The teaser copy atop the December issue of Harper's is simple -- "Stanley Fish on Intelligent Design." What fan of Stanley Fish or the Intelligent Design debate wouldn't want to read that creative pairing of author and subject? Fish begins with an unpredictable angle by accusing I.D. proponents of misappropriating the academic style of Gerald Graff, a professor of English at the University of Illinois, Chicago:
What the Christian Right took from him (without acknowledgment) was the idea that college instructors should "teach the conflicts" around academic issues so that students will learn that knowledge is neither inertly given nor merely a matter of personal opinion but is established in the crucible of controversy.
Then he shifts into overstating what I.D. proponents seek:
What is ironic is that although Graff made his case for teaching the controversies in a book entitled Beyond the Culture Wars, the culture wars have now appropriated his thesis and made it into a weapon. In the Intelligent Design army, from Bush on down to every foot soldier, "teach the controversy" is the battle cry.

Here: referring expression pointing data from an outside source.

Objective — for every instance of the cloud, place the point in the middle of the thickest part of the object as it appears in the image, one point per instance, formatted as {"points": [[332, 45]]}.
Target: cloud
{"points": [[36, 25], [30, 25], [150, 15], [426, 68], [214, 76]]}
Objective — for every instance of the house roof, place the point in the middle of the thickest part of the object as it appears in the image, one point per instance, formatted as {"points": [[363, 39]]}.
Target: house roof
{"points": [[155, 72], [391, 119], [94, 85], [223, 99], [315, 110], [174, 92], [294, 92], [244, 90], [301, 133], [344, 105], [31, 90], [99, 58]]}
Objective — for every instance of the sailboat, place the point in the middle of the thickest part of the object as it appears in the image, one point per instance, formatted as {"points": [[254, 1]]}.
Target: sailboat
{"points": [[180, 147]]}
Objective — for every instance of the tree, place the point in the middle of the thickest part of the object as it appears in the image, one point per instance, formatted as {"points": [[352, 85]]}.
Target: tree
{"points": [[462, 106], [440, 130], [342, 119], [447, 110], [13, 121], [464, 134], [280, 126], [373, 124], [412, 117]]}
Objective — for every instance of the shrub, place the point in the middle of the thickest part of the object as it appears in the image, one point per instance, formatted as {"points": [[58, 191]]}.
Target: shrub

It is an effective one, for it takes the focus away from the scientific credibility of Intelligent Design -- away from the question, "Why should it be taught in a biology class?" -- and puts it instead on the more abstract issues of freedom and open inquiry. Rather than saying we're right, the other guys are wrong, and here are the scientific reasons why, Intelligent Design polemicists say that every idea should at least get a hearing; that unpopular or minority views should always be represented; that questions of right and wrong should be left open; that what currently counts as knowledge should always be suspect, because it will typically reflect the interests and preferences of those in power.
By the end of his brief essay, Fish argues that I.D. proponents are guilty of -- oh, he knows how to hit where it hurts -- relativism:
In the guise of upping the stakes, Intelligent Designers lower them, moving immediately to a perspective so broad and inclusive that all claims are valued not because they have proven out in the contest of ideas but simply because they are claims. When any claim has a right to be heard and taught just because it is one, judgment falls by the wayside and is replaced by the imperative to let a hundred (or a million) flowers bloom.
There's a word for this, and it's relativism. Polemicists on the right regularly lambaste intellectuals on the left for promoting relativism and its attendant bad practices -- relaxing or abandoning standards, opening the curriculum to any idea with a constituency attached to it, dismissing received wisdom by impugning the motives of those who have established it; disregarding inconvenient evidence and replacing it with grand theories supported by nothing but the partisan beliefs and desires of the theorizers. Whether or not this has ever been true of the right's targets, it is now demonstrably true of the right itself, whose members now recite the mantras of "teach the controversy" or "keep the debate open" whenever they find it convenient.
Considering that Fish directly takes on Philip Johnson, and knowing how Johnson loves a good argument, the response should be worth the wait.